Agents — Field Note
Why Agent Demos Break in Production
Agent demos are optimized for spectacle. Production agents need memory boundaries, verifiable action, recovery paths, and a clear theory of when not to act.
May 02, 2025·8 min·Field Notes
The demo version of an agent is a magic trick: clean context, friendly tools, no legacy mess, and a user who knows exactly what to ask. Production is different. Production is a thousand small exceptions wearing a familiar interface.
Agents break when they are allowed to act without understanding the shape of responsibility around the action. Sending an email is not hard. Knowing whether this email should be sent, what prior conversation it depends on, what promise it implies, and how to recover if the premise is wrong is the real system.
A reliable agent needs at least four layers. It needs memory that distinguishes durable facts from temporary notes. It needs tools with explicit permissions and typed failure modes. It needs guardrails that are not just refusal policies but operational constraints. And it needs feedback loops from the real world so it can notice when its model of the work is drifting.

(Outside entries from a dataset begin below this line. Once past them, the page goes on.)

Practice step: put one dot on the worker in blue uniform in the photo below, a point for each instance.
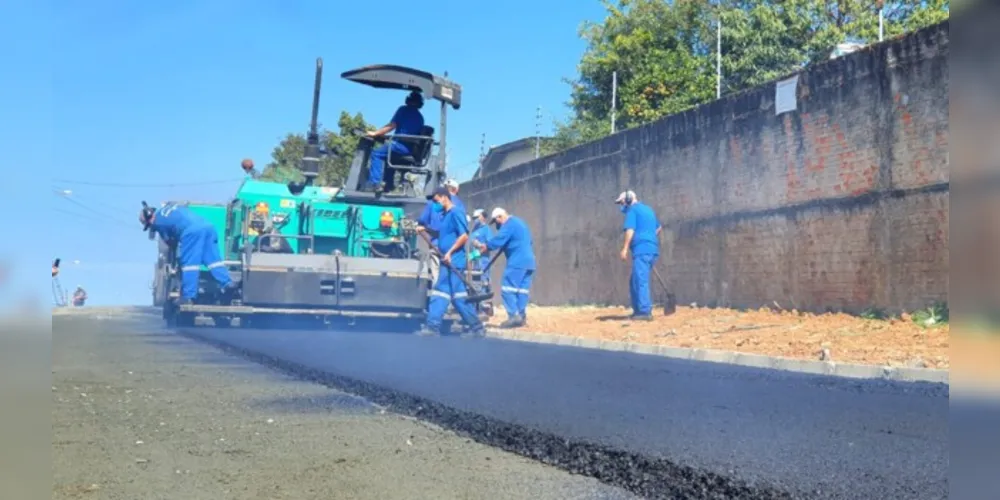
(198, 245)
(642, 231)
(449, 288)
(480, 235)
(406, 121)
(514, 237)
(452, 186)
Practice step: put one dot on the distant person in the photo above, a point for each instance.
(79, 297)
(407, 121)
(199, 245)
(514, 238)
(642, 231)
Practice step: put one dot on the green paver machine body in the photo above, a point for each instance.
(322, 252)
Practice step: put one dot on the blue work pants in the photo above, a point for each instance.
(642, 269)
(515, 287)
(379, 157)
(199, 246)
(449, 289)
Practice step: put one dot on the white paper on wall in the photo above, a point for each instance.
(785, 95)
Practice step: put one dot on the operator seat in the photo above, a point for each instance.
(421, 149)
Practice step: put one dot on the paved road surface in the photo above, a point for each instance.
(144, 415)
(807, 436)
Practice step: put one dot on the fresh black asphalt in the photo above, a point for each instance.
(660, 427)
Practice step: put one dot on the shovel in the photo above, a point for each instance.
(670, 306)
(474, 297)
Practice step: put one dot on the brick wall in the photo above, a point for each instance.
(840, 204)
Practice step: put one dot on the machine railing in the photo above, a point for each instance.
(307, 237)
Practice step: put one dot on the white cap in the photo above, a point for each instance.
(497, 212)
(625, 194)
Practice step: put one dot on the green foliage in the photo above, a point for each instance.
(664, 52)
(935, 315)
(875, 313)
(285, 158)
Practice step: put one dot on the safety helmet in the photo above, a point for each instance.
(497, 212)
(626, 198)
(146, 215)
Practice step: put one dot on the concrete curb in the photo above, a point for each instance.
(847, 370)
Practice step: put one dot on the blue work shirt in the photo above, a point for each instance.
(408, 120)
(641, 219)
(173, 219)
(431, 218)
(481, 233)
(515, 235)
(453, 226)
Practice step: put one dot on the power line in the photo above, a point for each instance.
(92, 218)
(141, 185)
(98, 213)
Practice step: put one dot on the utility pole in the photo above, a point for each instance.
(881, 21)
(614, 99)
(538, 132)
(718, 57)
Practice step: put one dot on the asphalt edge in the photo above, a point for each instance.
(642, 475)
(829, 368)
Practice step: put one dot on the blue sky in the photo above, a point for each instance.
(162, 93)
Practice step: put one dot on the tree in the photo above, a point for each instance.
(285, 158)
(664, 52)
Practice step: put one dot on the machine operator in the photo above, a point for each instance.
(199, 245)
(407, 121)
(642, 231)
(514, 237)
(449, 288)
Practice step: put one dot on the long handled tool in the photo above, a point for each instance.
(474, 296)
(670, 306)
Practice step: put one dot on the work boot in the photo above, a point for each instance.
(426, 331)
(474, 332)
(512, 322)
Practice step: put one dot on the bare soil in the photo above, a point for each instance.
(839, 337)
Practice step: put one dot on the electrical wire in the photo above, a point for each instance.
(143, 185)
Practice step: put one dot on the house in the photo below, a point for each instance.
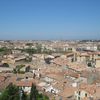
(26, 84)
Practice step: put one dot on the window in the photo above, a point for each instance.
(85, 94)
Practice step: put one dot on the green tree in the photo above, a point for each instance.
(10, 93)
(33, 93)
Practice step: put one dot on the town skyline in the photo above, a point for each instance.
(49, 20)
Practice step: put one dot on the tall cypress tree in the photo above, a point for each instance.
(34, 93)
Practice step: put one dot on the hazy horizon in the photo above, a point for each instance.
(49, 20)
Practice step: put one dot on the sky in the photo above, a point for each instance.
(49, 19)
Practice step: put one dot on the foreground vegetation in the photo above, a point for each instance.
(13, 92)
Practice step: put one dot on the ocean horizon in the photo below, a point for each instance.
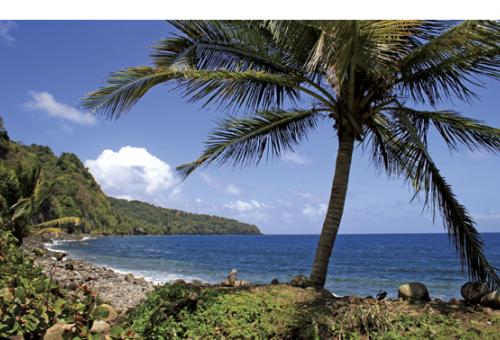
(361, 264)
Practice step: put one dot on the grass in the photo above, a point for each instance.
(284, 312)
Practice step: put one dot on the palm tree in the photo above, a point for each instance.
(360, 76)
(22, 217)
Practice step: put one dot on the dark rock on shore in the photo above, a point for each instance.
(299, 281)
(491, 300)
(472, 292)
(413, 291)
(122, 291)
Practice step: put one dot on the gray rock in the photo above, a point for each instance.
(413, 291)
(491, 300)
(100, 327)
(111, 313)
(472, 292)
(59, 256)
(241, 283)
(57, 331)
(299, 281)
(72, 285)
(232, 277)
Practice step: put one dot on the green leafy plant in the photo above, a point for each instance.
(31, 302)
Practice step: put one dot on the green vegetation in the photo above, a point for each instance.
(36, 187)
(284, 312)
(360, 77)
(31, 302)
(157, 220)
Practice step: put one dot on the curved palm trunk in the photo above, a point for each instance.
(334, 212)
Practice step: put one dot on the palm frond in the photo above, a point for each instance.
(222, 45)
(408, 156)
(456, 130)
(251, 88)
(448, 64)
(244, 141)
(123, 89)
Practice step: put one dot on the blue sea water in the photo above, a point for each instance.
(360, 265)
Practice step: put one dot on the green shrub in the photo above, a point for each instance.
(31, 302)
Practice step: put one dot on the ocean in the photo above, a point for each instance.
(361, 264)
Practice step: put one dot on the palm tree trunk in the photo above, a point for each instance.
(335, 210)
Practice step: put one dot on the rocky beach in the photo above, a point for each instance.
(122, 291)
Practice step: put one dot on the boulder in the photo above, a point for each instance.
(241, 283)
(100, 327)
(299, 281)
(71, 285)
(59, 256)
(179, 282)
(56, 332)
(107, 313)
(232, 277)
(491, 300)
(413, 291)
(474, 291)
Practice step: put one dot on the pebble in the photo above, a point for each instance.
(122, 291)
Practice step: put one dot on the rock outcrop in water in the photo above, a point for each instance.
(472, 292)
(413, 291)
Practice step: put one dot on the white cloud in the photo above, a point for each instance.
(250, 211)
(227, 188)
(243, 206)
(5, 28)
(314, 212)
(294, 157)
(134, 173)
(44, 101)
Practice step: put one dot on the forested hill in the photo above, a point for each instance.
(70, 190)
(159, 220)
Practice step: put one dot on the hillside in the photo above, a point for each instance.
(157, 220)
(71, 190)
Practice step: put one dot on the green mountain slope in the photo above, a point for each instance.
(72, 191)
(158, 220)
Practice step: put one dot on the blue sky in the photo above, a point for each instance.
(48, 66)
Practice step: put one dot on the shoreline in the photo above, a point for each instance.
(121, 290)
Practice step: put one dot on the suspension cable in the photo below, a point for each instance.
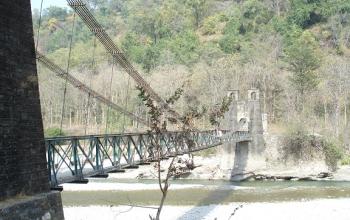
(68, 66)
(90, 84)
(39, 26)
(126, 102)
(110, 96)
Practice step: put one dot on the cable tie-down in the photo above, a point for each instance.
(97, 30)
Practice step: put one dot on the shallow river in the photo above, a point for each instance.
(207, 192)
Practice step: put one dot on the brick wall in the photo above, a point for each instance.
(22, 151)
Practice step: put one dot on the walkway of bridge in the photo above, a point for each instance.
(72, 159)
(77, 157)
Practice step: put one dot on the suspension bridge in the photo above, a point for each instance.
(74, 158)
(32, 165)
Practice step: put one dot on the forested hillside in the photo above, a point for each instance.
(296, 52)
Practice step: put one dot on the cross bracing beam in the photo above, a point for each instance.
(81, 86)
(77, 157)
(80, 8)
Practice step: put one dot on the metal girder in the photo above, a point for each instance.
(74, 158)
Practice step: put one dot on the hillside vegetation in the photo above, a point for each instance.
(296, 52)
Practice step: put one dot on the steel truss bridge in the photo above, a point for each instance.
(72, 159)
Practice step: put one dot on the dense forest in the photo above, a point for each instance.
(296, 52)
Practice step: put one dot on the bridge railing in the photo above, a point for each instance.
(73, 158)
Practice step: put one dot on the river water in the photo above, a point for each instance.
(202, 192)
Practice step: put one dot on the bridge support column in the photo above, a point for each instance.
(24, 181)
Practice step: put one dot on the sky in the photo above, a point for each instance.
(48, 3)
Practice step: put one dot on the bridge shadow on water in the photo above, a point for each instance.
(218, 195)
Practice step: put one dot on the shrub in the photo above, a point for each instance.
(333, 153)
(210, 25)
(302, 146)
(230, 44)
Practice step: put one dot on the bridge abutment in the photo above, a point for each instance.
(243, 115)
(25, 191)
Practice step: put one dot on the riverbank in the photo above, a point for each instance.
(317, 209)
(211, 168)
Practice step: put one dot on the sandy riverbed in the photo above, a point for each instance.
(317, 209)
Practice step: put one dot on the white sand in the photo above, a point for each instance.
(122, 186)
(91, 186)
(335, 209)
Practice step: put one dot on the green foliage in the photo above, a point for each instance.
(304, 59)
(54, 132)
(218, 112)
(210, 25)
(302, 146)
(55, 12)
(178, 93)
(333, 153)
(345, 160)
(185, 46)
(230, 44)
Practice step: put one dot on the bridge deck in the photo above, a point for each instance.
(77, 157)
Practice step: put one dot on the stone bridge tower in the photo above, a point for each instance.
(244, 115)
(24, 184)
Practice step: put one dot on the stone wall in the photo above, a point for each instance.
(24, 183)
(23, 168)
(46, 206)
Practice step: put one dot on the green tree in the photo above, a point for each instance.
(199, 9)
(304, 59)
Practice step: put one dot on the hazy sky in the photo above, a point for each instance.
(48, 3)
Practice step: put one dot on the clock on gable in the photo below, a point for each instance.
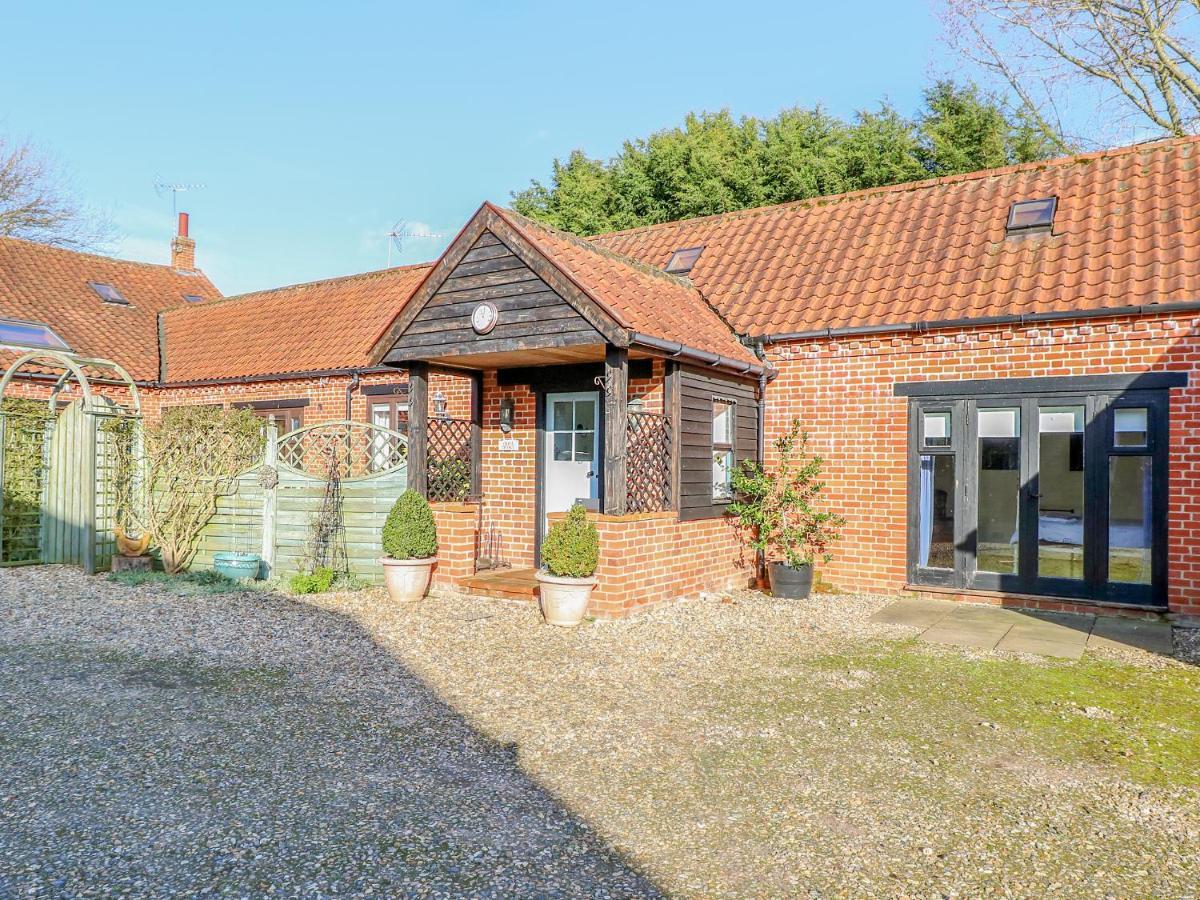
(484, 317)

The most important design choice is often restraint. A useful agent should know when to draft instead of send, ask instead of infer, summarize instead of decide, and stop instead of continuing a flawed chain of action. Autonomy without calibrated hesitation is just a faster way to create cleanup work.

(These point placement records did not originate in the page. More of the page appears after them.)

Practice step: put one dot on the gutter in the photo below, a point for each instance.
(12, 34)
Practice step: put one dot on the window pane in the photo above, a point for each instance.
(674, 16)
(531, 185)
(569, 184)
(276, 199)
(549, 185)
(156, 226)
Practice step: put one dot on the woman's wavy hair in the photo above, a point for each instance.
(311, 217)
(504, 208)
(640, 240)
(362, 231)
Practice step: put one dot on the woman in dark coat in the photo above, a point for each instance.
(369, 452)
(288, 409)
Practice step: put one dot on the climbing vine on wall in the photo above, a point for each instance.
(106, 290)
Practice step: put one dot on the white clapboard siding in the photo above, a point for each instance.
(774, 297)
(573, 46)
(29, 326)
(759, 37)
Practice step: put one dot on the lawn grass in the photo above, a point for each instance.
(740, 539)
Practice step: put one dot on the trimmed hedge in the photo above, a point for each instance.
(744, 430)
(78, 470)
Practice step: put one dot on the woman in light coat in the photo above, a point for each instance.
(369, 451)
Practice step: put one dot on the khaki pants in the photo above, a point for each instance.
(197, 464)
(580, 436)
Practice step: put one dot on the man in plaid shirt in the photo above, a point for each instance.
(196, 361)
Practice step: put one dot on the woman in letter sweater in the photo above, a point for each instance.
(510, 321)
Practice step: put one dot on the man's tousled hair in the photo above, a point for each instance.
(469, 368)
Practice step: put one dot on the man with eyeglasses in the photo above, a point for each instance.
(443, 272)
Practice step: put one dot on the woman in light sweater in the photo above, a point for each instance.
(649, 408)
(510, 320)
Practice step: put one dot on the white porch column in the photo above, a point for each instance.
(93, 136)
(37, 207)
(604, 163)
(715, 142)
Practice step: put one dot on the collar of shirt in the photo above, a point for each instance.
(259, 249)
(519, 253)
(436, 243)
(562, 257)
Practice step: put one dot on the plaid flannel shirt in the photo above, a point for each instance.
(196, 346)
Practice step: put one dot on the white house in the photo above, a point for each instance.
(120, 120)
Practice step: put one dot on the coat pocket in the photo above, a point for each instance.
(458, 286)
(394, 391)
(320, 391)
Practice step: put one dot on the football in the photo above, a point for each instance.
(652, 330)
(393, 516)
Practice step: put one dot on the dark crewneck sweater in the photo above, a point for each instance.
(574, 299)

This is why provenance matters. People need to inspect the path from evidence to recommendation to action. They need to see which source was used, which assumption was made, and which human decision closed the loop. Without that, trust becomes a mood instead of a property of the system.
I am interested in agents that make production work feel calmer: systems that remember what matters, act when it matters, and can prove why it mattered afterwards.